10 Ways to Get a Handle on Your Workload
When your workload has you overwhelmed, it will likely take a toll on your personal life, leaving you tired, anxious and left with no time for family and play. Inspired by Michael Hyatt's article in GettingOrganized Magazine (10 Reasons Why You Aren't Done Yet, Winter 2012), here are 10 ways to get control of your workload and lighten up.
1. Manage the Meetings
Make sure that the meetings you plan or attend are pertinent to your core objectives and will "advance your agenda". Ask yourself, or your associates, "do we really need this meeting"?
2. Stop Surfing!
Limit your time online. It's easy to get drawn in to link after link leading to another link. The internet, loaded with information, can easily waste your time. Discipline yourself to keep within the boundaries of only what is needed at the moment. Try setting a timer and stop at the bell.
3. Turn off the Pings
If your phone, text service and email inbox, not to mention your social media sites, ping you for every new message, it is difficult to keep your energy on the project at hand. Indeed, Interruption Science, which studies the effects of interruptions on job performance, has determined that answering notifications slows task performance. Unless it's a job requirement, you probably don't need to respond to these messages in real time. Turn them off to eliminate the distraction, perhaps scheduling time blocks in the day to check messages. This will also set a precedent for the people you communicate with; they will learn that during core work hours, your response time will be delayed. I'm guessing they won't mind.
4. Close the Door
The open door policy is great, especially if you are in management. However, if you work in an office, these interruptions can really slow down your work effort. Just like the email and texting, set a precedent that during a certain period of day, you close the door. A time management course I took years ago even suggested putting a sign on the door, such as "working on a project until 2 pm". Or graciously walk your un-scheduled guests to the door.
5. BALANCE Urgency
Everyone believes their issue is the most urgent; but it's not necessarily yours. Be sure to manage this with your associates. Alert your associates if you need more time to respond to their "urgent" requests. Again, set a precedent. Most demands are negotiable.

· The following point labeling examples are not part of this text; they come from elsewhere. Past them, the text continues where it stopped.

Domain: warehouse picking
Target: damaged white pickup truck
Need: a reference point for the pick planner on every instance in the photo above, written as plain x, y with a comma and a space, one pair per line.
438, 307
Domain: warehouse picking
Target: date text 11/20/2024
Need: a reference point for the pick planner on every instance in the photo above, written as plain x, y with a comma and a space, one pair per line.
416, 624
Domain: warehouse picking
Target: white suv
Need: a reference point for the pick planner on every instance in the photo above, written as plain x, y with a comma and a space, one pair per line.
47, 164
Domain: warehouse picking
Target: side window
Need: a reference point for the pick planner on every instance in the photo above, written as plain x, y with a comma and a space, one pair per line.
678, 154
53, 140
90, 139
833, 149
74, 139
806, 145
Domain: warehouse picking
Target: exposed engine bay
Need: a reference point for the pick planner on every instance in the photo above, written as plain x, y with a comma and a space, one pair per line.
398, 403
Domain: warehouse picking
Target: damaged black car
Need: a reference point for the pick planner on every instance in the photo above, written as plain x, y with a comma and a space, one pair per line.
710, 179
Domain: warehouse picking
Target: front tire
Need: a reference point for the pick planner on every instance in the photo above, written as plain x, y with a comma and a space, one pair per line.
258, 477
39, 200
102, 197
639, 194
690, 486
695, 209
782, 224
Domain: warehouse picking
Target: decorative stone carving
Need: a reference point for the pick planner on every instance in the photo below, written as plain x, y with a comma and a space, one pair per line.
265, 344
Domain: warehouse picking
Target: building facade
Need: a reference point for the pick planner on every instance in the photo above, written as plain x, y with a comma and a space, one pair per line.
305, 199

6. Don't Yield to Perfectionism
If you find yourself spending too much time trying to get something perfect, you may be a perfectionist, and you may be wasting time. Take this test on Psychology Today to see if you are. Not everything has to be perfect. Sometimes it's more important to just get it done so you can get out the door! After all, Confusious says: perfect is the enemy of the good.
7. Practice the Four Ds
A popular time and workflow management idea is called The "Four Ds"
Delete it - if it's not important, just let it go
Do it - If it's a priority, do it now
Delegate it - If you have resources available, then delegate when you can
Defer it - if it's not a priority, act on it later
8. Use a To Do List
There are so many to do list tools in the market now, from paper to technology, that it can be over-whelming to find the right one. Yet, managing your day with a to do list to set priorities is well worth choosing a tool and sticking with it. Choosing the right system is as easly as 1-2-3:
1. Keep it simple. Too many bells and whistles and you won't use it. Even a whiteboard in your office will get the job done.
2. Choose a system that allows you to do some categorizing, such as work/home/family.. or email/desk work/errands.. etc.
3. Pick a system that is easy for you to use. If you don't like to enter things into your phone, then don't use an app, no matter how popular or cool it is. Stick with paper.
9. Time it
Especially for the tasks you dislike or procrastinate, use a timer. Set it for 30 minutes and spend that time responding to emails, working on project X, writing the report and on. When the timer goes off, your done. You have the choice then, to keep going if you are in the groove. Or to move on if it's not a priority.
10. Schedule it
For major efforts, or regular required work, try blocking time on the calendar. I block off Monday afternoons to plan my week, call clients and get desk work done. If someone wants to schedule my time, I can legitimately say that the time is booked. I have found that Monday mornings and Friday afternoons are good times to get this type of work done, since not a lot of meetings are planned during these times.
Follow these tips and get it all done with time to spare!